Антропологический интерес к языку и формам самоописания группового единства позволяет увидеть, что “нация” принципиально не отличается от других форм группности. Более того, как показывает публикуемая в исторической рубрике статья Константина Боленко, сама по себе формальная национальная принадлежность не является самодостаточным фактором личной или групповой политики идентичности или залогом внутригрупповой солидарности и лояльности. Статья посвящена известному российскому вельможе и коллекционеру Николаю Борисовичу Юсупову. Потомок древнего татарского рода и князь российской империи, Юсупов оказался в культурной ситуации, когда европейская переоценка Востока как сферы иной, более отсталой цивилизации выдвинула для него самого и для окружавших его россиян и иностранцев проблему его татарского происхождения. Из эпизода частной родовой истории его происхождение превратилось в важнейший код принадлежности (или непринадлежности) к европейской культуре и российской аристократии.
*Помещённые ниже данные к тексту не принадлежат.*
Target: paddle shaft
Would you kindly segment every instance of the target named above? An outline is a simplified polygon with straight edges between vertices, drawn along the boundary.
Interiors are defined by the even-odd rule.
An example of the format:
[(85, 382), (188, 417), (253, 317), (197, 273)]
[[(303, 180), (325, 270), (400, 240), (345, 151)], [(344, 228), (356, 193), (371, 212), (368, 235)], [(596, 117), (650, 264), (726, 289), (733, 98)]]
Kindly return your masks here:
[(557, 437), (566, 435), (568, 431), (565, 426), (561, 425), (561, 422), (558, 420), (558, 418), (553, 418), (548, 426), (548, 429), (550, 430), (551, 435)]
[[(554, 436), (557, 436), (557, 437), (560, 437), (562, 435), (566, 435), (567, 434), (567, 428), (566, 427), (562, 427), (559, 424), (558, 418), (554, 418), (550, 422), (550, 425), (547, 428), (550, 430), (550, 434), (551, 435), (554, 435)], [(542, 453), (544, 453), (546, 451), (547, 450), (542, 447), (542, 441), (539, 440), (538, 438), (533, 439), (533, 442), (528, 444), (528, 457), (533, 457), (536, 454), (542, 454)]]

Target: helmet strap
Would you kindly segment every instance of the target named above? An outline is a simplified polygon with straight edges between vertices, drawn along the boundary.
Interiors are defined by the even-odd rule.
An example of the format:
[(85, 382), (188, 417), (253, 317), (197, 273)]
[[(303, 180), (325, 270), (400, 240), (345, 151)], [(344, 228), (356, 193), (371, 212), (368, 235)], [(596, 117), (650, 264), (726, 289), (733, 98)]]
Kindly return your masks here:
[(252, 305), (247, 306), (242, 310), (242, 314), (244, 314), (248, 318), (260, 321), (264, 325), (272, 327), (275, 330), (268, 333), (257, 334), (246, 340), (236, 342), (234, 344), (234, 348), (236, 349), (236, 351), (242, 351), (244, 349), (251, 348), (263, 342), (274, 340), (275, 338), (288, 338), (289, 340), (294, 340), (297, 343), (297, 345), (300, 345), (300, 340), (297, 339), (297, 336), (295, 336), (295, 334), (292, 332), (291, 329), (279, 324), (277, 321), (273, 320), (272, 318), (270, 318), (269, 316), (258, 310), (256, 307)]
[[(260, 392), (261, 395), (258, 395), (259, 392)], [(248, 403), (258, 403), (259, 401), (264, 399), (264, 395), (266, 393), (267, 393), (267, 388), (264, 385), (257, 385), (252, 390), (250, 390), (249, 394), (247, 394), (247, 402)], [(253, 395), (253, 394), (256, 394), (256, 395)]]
Широко обсуждавшаяся “татарскость” Юсупова не имела ничего общего с конкретным народом, его культурой, языком или родовой землей. Тем самым сама “реальность” татарской нации или “реальность” принадлежности к ней Юсупова никак не влияли на конкретную ситуацию выбора лояльности и кода культурного поведения Юсуповым.
Аналогичную ситуацию несовпадения формальных границ нации с дискурсом и практиками самовосприятия “русскости” предлагает Ча Инь-Сю в статье, посвященной железнодорожному строительству на Дальнем Востоке. Всего несколько лет разделяли постройку Китайско-Восточной железной дороги и начало строительства Амурской магистрали, однако русско-японская война, выпавшая на эти годы, радикальным образом изменила общественный дискурс и идеологию, сопровождавшие строительство двух магистралей. Авторы нового железнодорожного проекта больше не воспринимали русскость как часть общеевропейской модерной инклюзивной идентичности, но были озабочены защитой по-новому определяемой эксклюзивной русскости от расовой угрозы извне.
Проблема неочевидности взаимосвязи формальной “национальности” и реальной конфигурации групповой солидарности и лояльности объединяет статьи в рубрике “Политология и антропология”. В какой степени русский национализм совпадает с границами группы “русские” (как бы ее ни определять), в какой степени “россияне” включают в себя всех граждан Российской Федерации? В статье Екатерины Пановой речь идет о языке инаковости, который структурирует отношения учителей петербургских школ к нерусским ученикам. Язык этнических стереотипов часто оказывается языком политической фрустрации, связанной с ломкой еще советских иерархий социального престижа, культурной статусности и т.д. “Этничность” выступает при этом в качестве маркера, обозначающего степень культурной дистанции, переменной, лишь опосредованно связанной с формальными границами группности. Статья Раисы Акифеевой и Анны Толкачевой на материале официальной прессы Санкт-Петербурга описывает ситуацию взаимозаменяемости дискурсов региональной и общенациональной идентичности. Вполне соответствующая требованиям сообщества региональной солидарности и подпитываемая чувством местного патриотизма, воспроизводящаяся в Санкт-Петербурге общенациональная идеология оказывается в то же время слишком специфичной для бесконфликтного распространения по всей России. Даже ультранационалистические “новые правые” интеллектуалы в России выстраивают свою групповую идентичность автономно от нормативных границ русскости. Как показывает в своей статье Михаил Соколов, главным ресурсом новых правых выступают европеизированные и интегрированные в глобальную культуру постмодерна интеллектуалы, которых интересует новый экзотический культурный продукт на международном интеллектуальном рынке. А русскоязычные британцы, чье общение в Интернет-форумах для эмигрантов из России анализирует Оксана Моргунова, встраивают себя в группы (описывающие себя как “русские”, “европейцы”, “люди цивилизованного мира” и т.д.) в зависимости от коммуникативной ситуации, от темы дискуссии, от задаваемого этой дискуссией образа “другого”, в конце концов, в зависимости от успешности или неуспешности индивидуальной интеграции в британское общество.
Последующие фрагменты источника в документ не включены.